13. “Donnie”/The Bermudas (up from 16). The three Bermudas were 12, 14, and 15 years old in 1964. On this vintage American Bandstand clip, it’s easy to figure out which one is 12, but the other two could easily be 30.
14. “The French Song”/Lucille Starr (up from 17). The official title of this is “Quand le soleil dit bonjour aux montagnes,” which means “when the sun says good day to the mountains.” Lucille Starr grew up speaking French in British Columbia and remained a popular country star in Canada for years thereafter. “The French Song,” as it was known in the English-speaking world, reached #54 in Billboard. (In the spring of 1964, having the last name Starr couldn’t have hurt one bit.) “The French Song” is supposedly the first Canadian million seller, and it was produced by Herb Alpert.
29. “Gonna Get Along Without You Now”/Skeeter Davis and Tracey Dey (down from 27).

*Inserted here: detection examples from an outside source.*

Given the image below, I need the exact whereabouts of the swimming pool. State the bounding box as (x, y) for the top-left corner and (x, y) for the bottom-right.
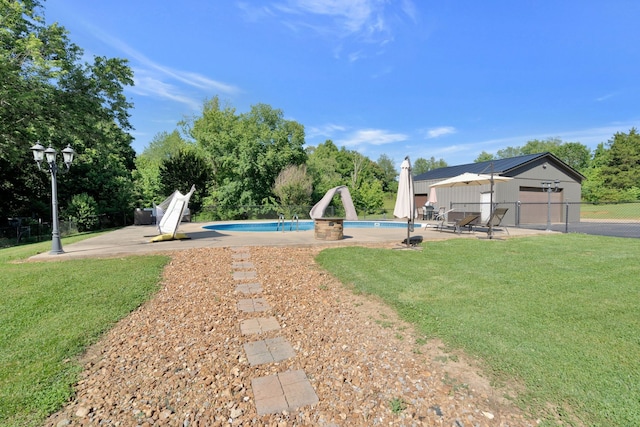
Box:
(203, 220), (421, 232)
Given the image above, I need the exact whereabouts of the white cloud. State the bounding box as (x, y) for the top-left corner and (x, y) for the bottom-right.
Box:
(129, 70), (201, 111)
(426, 126), (456, 139)
(82, 26), (240, 109)
(305, 123), (347, 139)
(336, 129), (408, 147)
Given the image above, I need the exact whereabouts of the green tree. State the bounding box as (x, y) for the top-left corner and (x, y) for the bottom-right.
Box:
(376, 154), (398, 192)
(63, 193), (99, 231)
(601, 128), (640, 190)
(473, 151), (496, 163)
(353, 180), (384, 214)
(496, 147), (524, 159)
(133, 130), (189, 207)
(273, 165), (313, 216)
(0, 0), (135, 226)
(185, 97), (306, 218)
(159, 148), (213, 213)
(307, 140), (345, 201)
(411, 157), (449, 175)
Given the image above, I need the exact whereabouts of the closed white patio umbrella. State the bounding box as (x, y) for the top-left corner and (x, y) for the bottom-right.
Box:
(393, 156), (416, 246)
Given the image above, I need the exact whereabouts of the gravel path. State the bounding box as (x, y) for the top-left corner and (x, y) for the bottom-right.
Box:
(46, 247), (536, 427)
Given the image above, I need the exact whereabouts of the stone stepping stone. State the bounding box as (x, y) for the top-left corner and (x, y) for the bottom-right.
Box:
(231, 261), (254, 270)
(231, 252), (251, 261)
(233, 270), (257, 280)
(240, 316), (280, 335)
(237, 298), (271, 313)
(236, 283), (262, 294)
(251, 370), (319, 415)
(243, 337), (296, 366)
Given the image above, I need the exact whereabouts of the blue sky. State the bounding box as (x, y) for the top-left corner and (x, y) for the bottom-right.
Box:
(44, 0), (640, 166)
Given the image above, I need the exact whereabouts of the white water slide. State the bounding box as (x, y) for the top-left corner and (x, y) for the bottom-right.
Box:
(155, 185), (196, 239)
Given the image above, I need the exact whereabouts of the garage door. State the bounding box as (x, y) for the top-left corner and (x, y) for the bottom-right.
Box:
(519, 187), (562, 224)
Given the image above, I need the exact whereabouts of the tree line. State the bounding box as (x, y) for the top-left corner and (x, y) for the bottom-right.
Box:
(0, 0), (640, 234)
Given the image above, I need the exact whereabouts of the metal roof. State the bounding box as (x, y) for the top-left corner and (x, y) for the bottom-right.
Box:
(413, 152), (584, 181)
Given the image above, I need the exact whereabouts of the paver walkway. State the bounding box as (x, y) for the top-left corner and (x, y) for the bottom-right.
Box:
(232, 247), (319, 415)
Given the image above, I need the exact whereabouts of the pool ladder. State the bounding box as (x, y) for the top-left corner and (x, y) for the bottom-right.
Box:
(276, 214), (299, 233)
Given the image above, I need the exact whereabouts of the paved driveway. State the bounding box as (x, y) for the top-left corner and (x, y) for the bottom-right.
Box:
(31, 223), (544, 260)
(523, 220), (640, 238)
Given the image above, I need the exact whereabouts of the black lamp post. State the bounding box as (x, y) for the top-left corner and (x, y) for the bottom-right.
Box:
(31, 142), (75, 255)
(540, 179), (560, 231)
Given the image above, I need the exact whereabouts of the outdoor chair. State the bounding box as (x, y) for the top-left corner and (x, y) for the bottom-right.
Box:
(438, 214), (480, 234)
(433, 206), (453, 222)
(474, 208), (509, 234)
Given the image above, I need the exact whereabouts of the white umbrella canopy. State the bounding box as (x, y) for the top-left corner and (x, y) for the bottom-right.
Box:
(393, 156), (416, 247)
(429, 172), (513, 188)
(393, 156), (416, 220)
(429, 171), (513, 239)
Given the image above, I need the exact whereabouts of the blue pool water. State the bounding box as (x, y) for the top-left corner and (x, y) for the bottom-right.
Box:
(203, 220), (420, 231)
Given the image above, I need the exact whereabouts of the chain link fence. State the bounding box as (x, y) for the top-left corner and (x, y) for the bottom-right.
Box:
(451, 201), (640, 238)
(0, 214), (131, 248)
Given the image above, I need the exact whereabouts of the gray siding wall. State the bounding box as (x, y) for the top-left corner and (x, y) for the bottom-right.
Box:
(414, 159), (581, 226)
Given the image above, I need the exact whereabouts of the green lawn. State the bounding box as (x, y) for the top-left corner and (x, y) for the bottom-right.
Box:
(0, 235), (168, 426)
(580, 203), (640, 220)
(318, 234), (640, 426)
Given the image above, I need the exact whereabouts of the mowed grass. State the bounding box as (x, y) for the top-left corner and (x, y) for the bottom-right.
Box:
(0, 236), (168, 426)
(317, 234), (640, 426)
(580, 203), (640, 220)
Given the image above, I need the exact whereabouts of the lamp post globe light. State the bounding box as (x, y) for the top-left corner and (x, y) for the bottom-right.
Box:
(31, 142), (75, 255)
(540, 179), (560, 231)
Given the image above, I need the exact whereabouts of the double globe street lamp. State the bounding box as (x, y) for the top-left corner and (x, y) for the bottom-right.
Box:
(31, 142), (75, 255)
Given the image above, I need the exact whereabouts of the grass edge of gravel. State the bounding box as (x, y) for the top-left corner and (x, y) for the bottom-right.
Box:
(0, 235), (170, 427)
(317, 234), (640, 425)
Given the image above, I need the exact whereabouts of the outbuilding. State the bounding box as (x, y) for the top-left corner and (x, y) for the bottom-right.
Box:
(414, 152), (585, 226)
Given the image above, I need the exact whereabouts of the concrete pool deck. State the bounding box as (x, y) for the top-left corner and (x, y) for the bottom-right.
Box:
(30, 221), (549, 261)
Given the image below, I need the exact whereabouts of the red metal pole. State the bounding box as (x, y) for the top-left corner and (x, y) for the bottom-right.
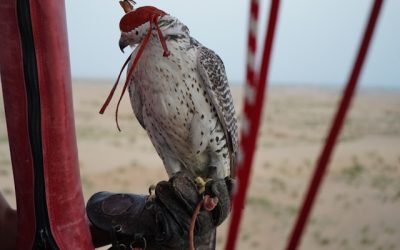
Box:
(286, 0), (383, 250)
(225, 0), (280, 250)
(0, 0), (93, 249)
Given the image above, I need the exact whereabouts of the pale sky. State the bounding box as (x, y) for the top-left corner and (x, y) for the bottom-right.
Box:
(66, 0), (400, 87)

Two different versions of the same song, charted together—a sprightly pop version by Davis and a big-beat version by Dey, who released a number of unsuccessful singles during the 60s, many of them written and produced by Bob Crewe and Bob Gaudio, the team behind the Four Seasons. “Gonna Get Along Without You Now” had been a hit for Patience and Prudence in 1956, and their version was a favorite of my mother’s; she had the sheet music (with Patience and Prudence pictured on the front) and played it for us on the piano when we were little.
25. “What to Do (To Forget You)”/Sam McCue (debut). McCue was one of Milwaukee’s first home-grown rock-n-rollers, most famous as lead guitarist and singer of the Legends. “What to Do” likely hit about the time McCue landed a gig as guitarist in the Everly Brothers’ band, a job he would keep until the infamous Knott’s Berry Farm show in 1973 at which the brothers broke up. Between Everlys tours, he continued to play at home with the Legends and other bands.
Beatlemania was about to reassert itself, of course. As June began, they finished filming A Hard Day’s Night, and they would wrap up recording of the album of the same name later in the month. And so the summer would belong to them, just as the spring had.